「まえがき」より抜粋

 この本では社会的スキル学習/SST(social skills training)のグループに役立つ,いろいろなウォーミングアップ活動を紹介しています。特に精神病院や精神障害者の社会復帰施設等を利用している人たちのグループに焦点を当てました。
 「社会的スキル」とは対人行動を通して,自分の目的を果たし,相手から期待した反応が得られるような能力のことを言います。誰でも自分の社会的スキルが高まると,毎日の生活はより豊かになり,社会の中で生きていく自信が強まっていきます。
 精神科の患者さんの治療やリハビリテーションにSSTが有効であることは,いろいろな研究で実証されてきました。そのため,近年,SSTを取り入れる病院,診療所,精神保健福祉センター,保健所,作業所,障害者職業センターなどが増えてきました。
 SSTは通常グループで行なわれ,職員は指導チームをつくってSSTを進めます。その日のSSTグループの運営にあたる人を,この本ではリーダーと呼ぶことにします。グループメンバーが楽しい雰囲気のなかで,主体的に自分の社会的スキルを習得していくためには,リーダーの技術と工夫が必要です。
 効果的なウォーミングアップ活動がうまく展開されると,メンバーの心と体を生き生きさせ,やる気をひきだし,メンバー間の相互援助を増し,グループ全体の発達をも助けます。ウォーミングアップが上手に展開されないと,その後のSSTの練習が円滑にいきません。

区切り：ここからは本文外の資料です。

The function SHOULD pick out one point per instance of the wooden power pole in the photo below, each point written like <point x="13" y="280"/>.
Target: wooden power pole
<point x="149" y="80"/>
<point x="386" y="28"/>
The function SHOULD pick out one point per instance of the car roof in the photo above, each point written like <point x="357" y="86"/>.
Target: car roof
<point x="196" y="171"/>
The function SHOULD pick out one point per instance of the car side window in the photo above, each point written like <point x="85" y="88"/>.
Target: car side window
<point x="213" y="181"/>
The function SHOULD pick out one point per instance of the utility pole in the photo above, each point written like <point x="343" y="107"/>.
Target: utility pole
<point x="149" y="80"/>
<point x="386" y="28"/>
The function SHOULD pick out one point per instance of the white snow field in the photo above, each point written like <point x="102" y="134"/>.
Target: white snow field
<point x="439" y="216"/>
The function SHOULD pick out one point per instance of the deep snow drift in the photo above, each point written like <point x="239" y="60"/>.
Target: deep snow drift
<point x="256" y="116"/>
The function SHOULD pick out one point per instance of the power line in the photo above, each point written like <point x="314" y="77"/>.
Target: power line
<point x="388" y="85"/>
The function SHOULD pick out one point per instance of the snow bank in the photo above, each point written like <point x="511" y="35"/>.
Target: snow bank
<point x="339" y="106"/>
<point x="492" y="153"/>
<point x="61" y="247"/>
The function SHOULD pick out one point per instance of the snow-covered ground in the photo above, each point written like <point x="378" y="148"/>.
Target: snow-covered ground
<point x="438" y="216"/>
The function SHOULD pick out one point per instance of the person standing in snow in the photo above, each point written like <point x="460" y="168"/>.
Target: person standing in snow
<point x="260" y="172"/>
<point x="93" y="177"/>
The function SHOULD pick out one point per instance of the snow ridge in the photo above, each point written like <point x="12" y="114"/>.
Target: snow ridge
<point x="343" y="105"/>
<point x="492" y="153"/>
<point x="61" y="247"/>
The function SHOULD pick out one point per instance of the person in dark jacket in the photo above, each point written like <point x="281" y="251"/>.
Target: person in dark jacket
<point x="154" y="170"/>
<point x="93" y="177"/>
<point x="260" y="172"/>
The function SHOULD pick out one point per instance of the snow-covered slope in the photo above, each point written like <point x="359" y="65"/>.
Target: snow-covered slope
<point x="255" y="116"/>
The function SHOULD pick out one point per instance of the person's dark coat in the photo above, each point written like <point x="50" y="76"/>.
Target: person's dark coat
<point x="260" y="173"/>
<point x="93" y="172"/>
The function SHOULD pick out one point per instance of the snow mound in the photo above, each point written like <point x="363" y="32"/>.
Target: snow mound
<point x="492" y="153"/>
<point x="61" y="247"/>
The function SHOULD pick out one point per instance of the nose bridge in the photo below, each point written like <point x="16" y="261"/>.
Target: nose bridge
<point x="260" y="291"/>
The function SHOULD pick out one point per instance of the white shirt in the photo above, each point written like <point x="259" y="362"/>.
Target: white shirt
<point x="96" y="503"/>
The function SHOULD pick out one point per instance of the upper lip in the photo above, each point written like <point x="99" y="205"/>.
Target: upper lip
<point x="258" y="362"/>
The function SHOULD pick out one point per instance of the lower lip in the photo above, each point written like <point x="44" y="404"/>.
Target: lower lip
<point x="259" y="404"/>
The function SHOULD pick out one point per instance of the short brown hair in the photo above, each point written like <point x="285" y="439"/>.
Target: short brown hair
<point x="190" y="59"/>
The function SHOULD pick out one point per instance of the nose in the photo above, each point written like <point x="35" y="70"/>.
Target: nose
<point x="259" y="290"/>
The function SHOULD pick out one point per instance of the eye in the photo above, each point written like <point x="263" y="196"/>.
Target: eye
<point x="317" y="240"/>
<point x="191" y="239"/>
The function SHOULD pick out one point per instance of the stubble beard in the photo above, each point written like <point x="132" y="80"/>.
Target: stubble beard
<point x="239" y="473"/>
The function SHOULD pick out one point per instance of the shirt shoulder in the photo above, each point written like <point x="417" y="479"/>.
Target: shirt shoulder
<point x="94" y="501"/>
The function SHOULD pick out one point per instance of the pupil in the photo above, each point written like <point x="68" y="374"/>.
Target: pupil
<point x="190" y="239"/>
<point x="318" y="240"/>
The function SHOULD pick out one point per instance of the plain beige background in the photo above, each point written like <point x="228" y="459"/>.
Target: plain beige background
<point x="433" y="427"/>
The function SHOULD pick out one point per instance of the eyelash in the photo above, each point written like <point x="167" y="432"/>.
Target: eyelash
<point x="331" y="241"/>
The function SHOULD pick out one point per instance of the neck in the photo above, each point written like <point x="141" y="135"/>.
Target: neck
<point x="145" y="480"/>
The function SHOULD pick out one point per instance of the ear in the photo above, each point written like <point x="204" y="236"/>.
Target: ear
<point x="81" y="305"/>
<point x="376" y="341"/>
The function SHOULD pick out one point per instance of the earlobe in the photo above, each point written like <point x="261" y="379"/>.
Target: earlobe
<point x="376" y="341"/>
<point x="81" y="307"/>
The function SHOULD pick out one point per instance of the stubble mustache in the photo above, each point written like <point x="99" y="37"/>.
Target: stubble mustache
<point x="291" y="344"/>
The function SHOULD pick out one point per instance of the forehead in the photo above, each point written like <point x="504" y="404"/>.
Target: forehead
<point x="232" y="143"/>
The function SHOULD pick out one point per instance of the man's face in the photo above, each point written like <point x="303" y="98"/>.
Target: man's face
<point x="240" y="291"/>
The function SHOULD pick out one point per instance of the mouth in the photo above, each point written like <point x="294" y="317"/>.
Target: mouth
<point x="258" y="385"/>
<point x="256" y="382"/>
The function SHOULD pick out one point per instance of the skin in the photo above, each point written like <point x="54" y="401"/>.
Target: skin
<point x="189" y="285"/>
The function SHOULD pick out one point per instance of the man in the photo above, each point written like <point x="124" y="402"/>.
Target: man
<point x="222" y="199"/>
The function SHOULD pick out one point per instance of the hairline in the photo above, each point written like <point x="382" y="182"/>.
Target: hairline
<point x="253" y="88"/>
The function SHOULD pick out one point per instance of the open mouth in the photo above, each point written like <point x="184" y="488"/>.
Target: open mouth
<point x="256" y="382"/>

 この本で紹介したウォーミングアップ活動は,利用者に実際に体験してもらって評判のよかったものです。私自身が工夫したもの,ルーテル学院大学SST研究会の学生たちが一生懸命工夫してくれたもの,またSST研修会に参加された全国各地のSSTリーダーから教えていただいたもの,さらに長年にわたってサイコドラマの仲間から私が学んだものなどです。なかには,あまりにも日常的にやっているので,いったい,いつ,誰から教えてもらったのか,わからないものもあります。しかし,この本のなかのすべての活動についての説明,展開の工夫,エピソードの紹介などは著者の責任です。
 ウォーミングアップ活動から自然にSSTの練習に入っていくためには,SSTの展開についての指導技術が必要です。この本に続けて読んでいただけるように『はじめてのSST』を近く刊行予定です。